I am a an accredited member of the British Association of Counsellors and Psychotherapists (BACP). I am also an Accredited Member of the College of Sexual and Relationship Therapists (COSRT). I am a Qualified Member of The Association for the Treatment of Sexual Addiction and Compulsivity (ATSAC).
We work together to explore the transition you are experiencing: relationship issues, intimacy, relocating to a new country, adjusting to a new job or changing careers, dealing with grief or loss, coping with changes in life as we age, or dealing with traumas or worries that seem stuck. We will collaborate to develop a plan for therapy, that feels safe, supportive and personalised to your needs.
RELATIONSHIP & COUPLES THERAPY
Relationship therapy focuses on making room for and expressing each person's perspectives, emotions, and needs. We focus on improving communication in a comfortable, safe environment. Habits that have developed in the relationship are identified and you have the opportunity to use new skills to engage a more positive experience.
Biology, psychology, and social influences can affect our ability, desire, or arousal to engage in a healthy, satisfying sexual life. In therapy, we might identify the underlying issue, explore what is sexually satisfying for you, and consider how to help you reach or maintain this.

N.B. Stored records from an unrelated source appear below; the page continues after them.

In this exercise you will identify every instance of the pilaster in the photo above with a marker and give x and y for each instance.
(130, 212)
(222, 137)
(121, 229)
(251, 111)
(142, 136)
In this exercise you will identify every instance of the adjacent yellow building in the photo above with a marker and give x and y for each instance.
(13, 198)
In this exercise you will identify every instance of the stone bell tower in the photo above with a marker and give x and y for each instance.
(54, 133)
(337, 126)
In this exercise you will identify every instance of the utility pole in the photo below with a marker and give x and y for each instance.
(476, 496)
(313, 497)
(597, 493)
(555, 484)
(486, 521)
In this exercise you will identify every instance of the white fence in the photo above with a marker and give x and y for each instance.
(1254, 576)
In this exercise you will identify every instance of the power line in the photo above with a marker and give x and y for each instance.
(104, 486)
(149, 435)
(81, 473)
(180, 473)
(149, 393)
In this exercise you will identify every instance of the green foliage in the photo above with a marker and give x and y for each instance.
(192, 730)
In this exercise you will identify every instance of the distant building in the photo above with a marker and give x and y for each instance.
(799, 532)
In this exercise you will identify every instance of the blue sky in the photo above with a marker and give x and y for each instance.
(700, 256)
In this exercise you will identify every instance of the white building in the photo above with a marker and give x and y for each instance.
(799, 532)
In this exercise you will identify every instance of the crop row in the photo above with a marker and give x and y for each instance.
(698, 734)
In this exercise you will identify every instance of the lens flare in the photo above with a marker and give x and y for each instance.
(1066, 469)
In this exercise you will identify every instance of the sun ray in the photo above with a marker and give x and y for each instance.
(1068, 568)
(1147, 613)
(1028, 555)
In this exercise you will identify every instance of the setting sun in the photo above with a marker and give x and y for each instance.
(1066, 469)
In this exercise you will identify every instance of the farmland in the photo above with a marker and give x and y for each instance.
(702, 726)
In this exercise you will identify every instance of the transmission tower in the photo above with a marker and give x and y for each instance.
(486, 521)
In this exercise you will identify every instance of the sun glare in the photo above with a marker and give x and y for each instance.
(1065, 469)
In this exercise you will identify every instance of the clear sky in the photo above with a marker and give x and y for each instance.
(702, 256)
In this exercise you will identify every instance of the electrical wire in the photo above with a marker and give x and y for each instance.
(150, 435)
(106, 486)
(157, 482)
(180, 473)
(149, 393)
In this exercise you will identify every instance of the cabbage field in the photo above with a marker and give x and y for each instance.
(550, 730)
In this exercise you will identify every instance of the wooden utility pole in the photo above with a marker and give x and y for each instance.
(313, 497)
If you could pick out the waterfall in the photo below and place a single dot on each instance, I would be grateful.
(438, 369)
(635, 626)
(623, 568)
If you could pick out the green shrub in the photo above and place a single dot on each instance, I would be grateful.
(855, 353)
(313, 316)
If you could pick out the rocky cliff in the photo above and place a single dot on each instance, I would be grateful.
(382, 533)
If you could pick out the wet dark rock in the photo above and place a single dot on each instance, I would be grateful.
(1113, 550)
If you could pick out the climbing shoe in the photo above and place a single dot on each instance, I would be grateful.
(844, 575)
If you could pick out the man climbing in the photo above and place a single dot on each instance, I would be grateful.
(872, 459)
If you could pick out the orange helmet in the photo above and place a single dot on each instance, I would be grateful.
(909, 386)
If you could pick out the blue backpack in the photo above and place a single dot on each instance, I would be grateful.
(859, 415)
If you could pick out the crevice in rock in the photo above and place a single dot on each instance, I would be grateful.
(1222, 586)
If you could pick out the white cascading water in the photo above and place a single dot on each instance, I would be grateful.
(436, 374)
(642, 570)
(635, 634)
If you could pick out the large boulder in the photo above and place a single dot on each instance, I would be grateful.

Compulsive sexual behaviours/Sex addiction
Compulsive sexual behaviours are ones that are extremely difficult to stop and stay stopped even though the behaviour has negative personal consequences (e.g., on relationship, family, finances, career, legal standing, sexual function). Together, we explore the behaviour and work towards developing a positive, positive sense of sexual health.
Sexual arousal may be associated with specific parts of the body or other non-sexual objects. Where this is safe, consensual, and between adults, these may be incorporated into a positive experience. Where the arousal causes personal distress, harm, is non-consensual, and/or causes significant negative consequences personally or socially, therapy can help you identify the root cause, and give you the tools to make changes towards happier habits.
Love addiction isn't a diagnosis but is the term that clients often use to describes an experience. It is an experience of a desire so strong to be in a relationship that it leads to unhealthy relationships with oneself and others. Therapy supports you in exploring this desire, the impact on your life, and what you would like to experience in a relationship.
Gender includes the roles we take on socially as well as how we identify and present ourselves. Gender has more variety than a binary view of “male,” “female” (e.g., nongendered or third gender, or identifying as both male and female). Gender may be different from our biological sex. Therapy gives the space to explore your experience and questions of gender as it applies to you.
Who we are attracted to varies greatly for each person. Sexual orientation may range from asexual (not interested in sex) to pansexual (potential sexual arousal regardless of another's biological sex and/or gender). Therapy should never try to change your orientation. Rather, therapy supports your process of exploring and developing a healthy sense of sexual attraction.
Sex, anatomical biology, is not exclusively binary (i.e., “male”, “female”). Intersex biology is not uncommon in humans. Biological sex and gender identity don't have to match. Therapy provides a place to comfortably talk about your biological sex experience.